In HTTP, does PUT and POST send data differently?
Solution 1
Both POST and PUT can be used for create and update operations in different situations. So what exactly is the difference between PUT and POST? In a nutshell: use PUT if and only if you know both the URL where the resource will live, and the entirety of the contents of the resource. Otherwise, use POST.

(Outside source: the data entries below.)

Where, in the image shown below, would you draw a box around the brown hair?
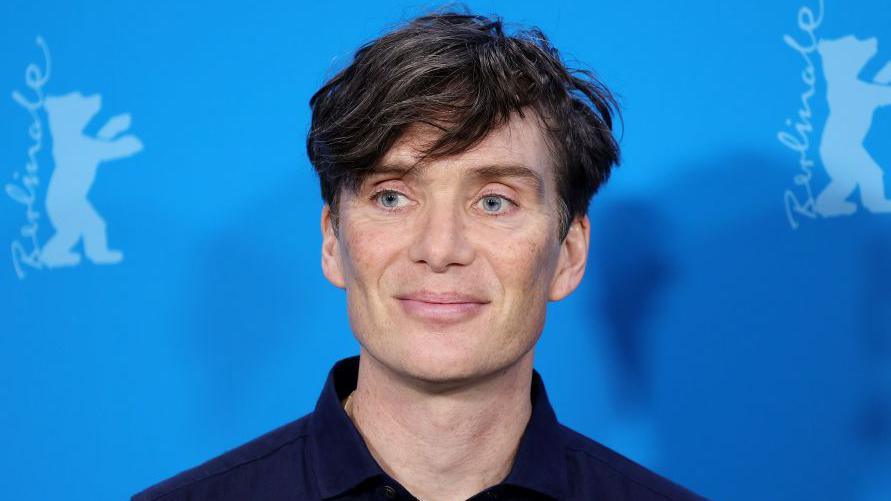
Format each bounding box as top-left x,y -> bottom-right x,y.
306,8 -> 619,241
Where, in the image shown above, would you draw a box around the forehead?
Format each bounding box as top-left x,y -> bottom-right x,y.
375,112 -> 554,189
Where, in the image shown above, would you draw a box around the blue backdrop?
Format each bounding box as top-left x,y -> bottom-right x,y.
0,0 -> 891,500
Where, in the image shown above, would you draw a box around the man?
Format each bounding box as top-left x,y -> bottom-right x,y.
135,8 -> 699,500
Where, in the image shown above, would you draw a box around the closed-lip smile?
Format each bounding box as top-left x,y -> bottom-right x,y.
396,291 -> 489,323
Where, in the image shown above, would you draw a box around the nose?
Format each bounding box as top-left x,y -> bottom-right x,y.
408,197 -> 474,273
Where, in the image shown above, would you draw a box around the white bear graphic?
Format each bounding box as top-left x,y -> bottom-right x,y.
815,35 -> 891,216
40,92 -> 142,267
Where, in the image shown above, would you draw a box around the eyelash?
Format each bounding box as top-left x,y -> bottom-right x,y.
368,188 -> 518,217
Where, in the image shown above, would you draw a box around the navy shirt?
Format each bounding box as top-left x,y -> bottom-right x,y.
132,356 -> 703,501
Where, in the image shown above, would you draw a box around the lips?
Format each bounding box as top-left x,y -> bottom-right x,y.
396,291 -> 489,323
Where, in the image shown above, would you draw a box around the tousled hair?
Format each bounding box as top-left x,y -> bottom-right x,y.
306,12 -> 619,241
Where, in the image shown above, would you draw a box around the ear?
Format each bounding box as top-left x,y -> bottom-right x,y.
322,204 -> 345,289
548,214 -> 591,301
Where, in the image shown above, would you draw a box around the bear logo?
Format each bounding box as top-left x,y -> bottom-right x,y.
40,92 -> 142,267
814,35 -> 891,217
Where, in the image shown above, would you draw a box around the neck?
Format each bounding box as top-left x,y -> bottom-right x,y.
350,348 -> 533,500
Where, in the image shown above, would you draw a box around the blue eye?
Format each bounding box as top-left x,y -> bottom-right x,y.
372,190 -> 404,209
481,195 -> 512,216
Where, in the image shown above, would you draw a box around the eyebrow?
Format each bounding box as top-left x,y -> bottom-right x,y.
371,164 -> 544,200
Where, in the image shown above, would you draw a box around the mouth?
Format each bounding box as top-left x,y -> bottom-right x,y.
396,293 -> 489,323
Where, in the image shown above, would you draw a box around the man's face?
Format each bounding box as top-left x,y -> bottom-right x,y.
322,113 -> 589,382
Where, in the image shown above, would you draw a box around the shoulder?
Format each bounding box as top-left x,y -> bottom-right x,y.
132,414 -> 312,501
560,425 -> 705,501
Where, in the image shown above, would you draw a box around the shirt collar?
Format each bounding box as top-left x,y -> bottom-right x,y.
309,356 -> 567,499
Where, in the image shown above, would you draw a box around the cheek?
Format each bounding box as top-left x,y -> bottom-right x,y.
341,215 -> 401,290
487,230 -> 554,296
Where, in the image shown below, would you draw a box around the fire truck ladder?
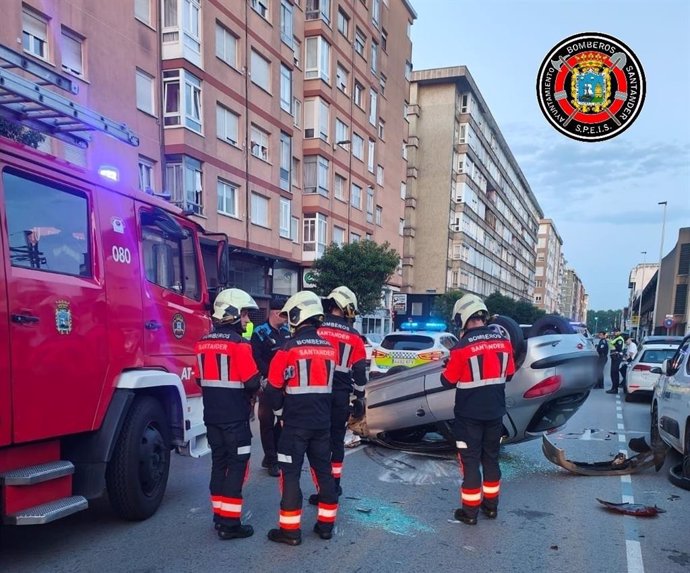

POST is an incredibly general verb. Because it promises neither safety nor idempotence, and it has a relatively loosely-worded description in the RFC, you can use it for pretty much anything. In fact, you could make all of your requests POST requests because POST makes very few promises; it can behave like a GET, a PUT, or a DELETE if it wants to. It also can do some things that no other verb can do - it can create a new resource at a URL different from the URL in the HTTP request; and it can modify part of a resource without changing the whole thing (although the proposed but not widely-accepted PATCH method can do something similar).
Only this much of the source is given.